The lomi she cooked was very basic with just simple add-ons of chicken, liver, eggs, napa cabbage, and carrots, but it had a certain depth of flavor, an “it” factor, you might say, that I couldn’t place my finger on. So this afternoon, in between her halo, ano kamo, halo, halo, di kita marinig (hello, what, hello, hello, I can’t hear you), I discovered her secret ingredient: crab and corn soup mix!
Ingredient notes
This chicken noodle soup is thick and hearty, with loads of meat, vegetables, and a flavorful broth for the ultimate comfort food.
Lomi noodles
Lomi noodles are a variety of thick egg noodles that are usually soaked in lye water during the making process to achieve their characteristic chewy texture. The noodles are the primary ingredient, along with a variety of meat cuts, vegetables, and cornstarch-thickened soup stock, in the popular Batangas Lomi. They’re also delicious in stir-fried pancit lomi guisado.
Variations and topping suggestions
I used chicken, liver, carrots, and napa cabbage for this recipe but feel free to kick it up a notch with your favorite additions and toppings. Check out the suggestions below.
- pork belly
- crispy lechon kawali
- lumpiang shanghai
- meatballs, squid balls, or fish balls
- shrimp
- diced homemade holiday ham
- kikiam
- crushed pork chicharon
- hard-boiled eggs or quail eggs
- chopped scallions
- crispy toasted garlic or shallots
Pancit lomi cooking steps
If you’re in the mood for a pancit lomi, there’s no need to drive to your lomi haus. It’s so easy and quick to make at home, you’ll be enjoying a piping bowl in no time!
- Blanch noodles– bring enough water to cover noodles to a boil in a pot. Add the noodles and quickly blanch for about 30 seconds or just until loosened. Drain well and rinse in cold water. Set aside.
- Pan-fry liver– heat about a tablespoon of oil in a wide pan. Add liver and cook until lightly browned and just about done. Remove from pan and keep warm.
- Brown chicken– heat about a tablespoon of oil in a large pot and saute onions and garlic until softened. Add chicken and cook until lightly browned. Add fish sauce and continue to cook for about 1 minute.
- Simmer– Add about 8 cups of water and bring to a boil. Lower heat, cover, and simmer until chicken is cooked through.

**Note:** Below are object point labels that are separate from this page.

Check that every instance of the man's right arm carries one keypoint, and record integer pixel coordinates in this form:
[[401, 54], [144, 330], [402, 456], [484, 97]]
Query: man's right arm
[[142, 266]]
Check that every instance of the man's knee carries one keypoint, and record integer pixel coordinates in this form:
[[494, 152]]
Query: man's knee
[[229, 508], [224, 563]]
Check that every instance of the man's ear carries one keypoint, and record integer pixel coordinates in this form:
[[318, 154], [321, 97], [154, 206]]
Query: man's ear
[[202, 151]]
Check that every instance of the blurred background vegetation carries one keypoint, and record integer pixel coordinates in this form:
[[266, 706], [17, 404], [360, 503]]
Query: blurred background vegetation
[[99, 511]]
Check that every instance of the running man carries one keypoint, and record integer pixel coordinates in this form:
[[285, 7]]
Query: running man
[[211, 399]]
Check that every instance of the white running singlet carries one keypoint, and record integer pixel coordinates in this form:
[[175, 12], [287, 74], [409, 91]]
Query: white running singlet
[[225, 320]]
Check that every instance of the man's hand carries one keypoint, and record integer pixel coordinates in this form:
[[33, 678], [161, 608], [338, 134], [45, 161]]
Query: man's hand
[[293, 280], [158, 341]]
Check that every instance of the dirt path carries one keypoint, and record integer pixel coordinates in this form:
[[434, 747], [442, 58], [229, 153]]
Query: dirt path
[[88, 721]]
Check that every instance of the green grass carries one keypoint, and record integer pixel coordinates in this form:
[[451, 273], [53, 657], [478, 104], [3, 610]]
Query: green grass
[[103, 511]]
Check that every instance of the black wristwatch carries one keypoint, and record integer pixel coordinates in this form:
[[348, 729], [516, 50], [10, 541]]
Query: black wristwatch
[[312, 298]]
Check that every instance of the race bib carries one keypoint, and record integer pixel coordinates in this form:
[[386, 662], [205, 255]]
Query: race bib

- Cook noodles- add noodles and cook for about 1 to 2 minutes or until half done yet.
- Add crab and corn soup mix and stir to dissolve. Adjust taste with salt and pepper.
- Cook– add liver and cook for about 1 minute. Add carrots and cook for about 1 minute. Add napa cabbage and continue to cook for about 1 minute or until vegetables are tender yet crisp.
- Thicken– combine cornstarch and ¼ cup cold water in a small bowl and stir to dissolve. Add the slurry to the pot, stirring well to prevent lumps, and continue to cook until the soup is slightly thickened.
- Add eggs slowly in a thin stream and allow to set slightly for about 10 to 15 seconds before stirring so you’ll get nice ribbons of egg throughout the soup.
Cooking Tips
- Blanch the noodles quickly in hot water only to remove excess grease and loosen them. Do not soak lest they overcook and turn mushy when added to the soup.
- Cut the vegetables in thin and uniform sizes to ensure fast and even cooking.
How to serve and store
- Pancit lomi is delicious as a midday snack or as a main meal. Lade into bowls and garnish with choice toppings (see the list above for suggestions). Drizzle with calamansi or lemon juice and patis to brighten the flavors.
- Let leftovers cool completely and transfer in a container with a tight-fitting lid. Refrigerate for up to 3 days. Unfortunately, the soup doesn’t freeze well, as the noodles tend to turn mushy when frozen and thawed.
- To reheat, place in a saucepot, add a bit of water or chicken broth and adjust seasonings as needed. Heat to an internal temperature of 165 F.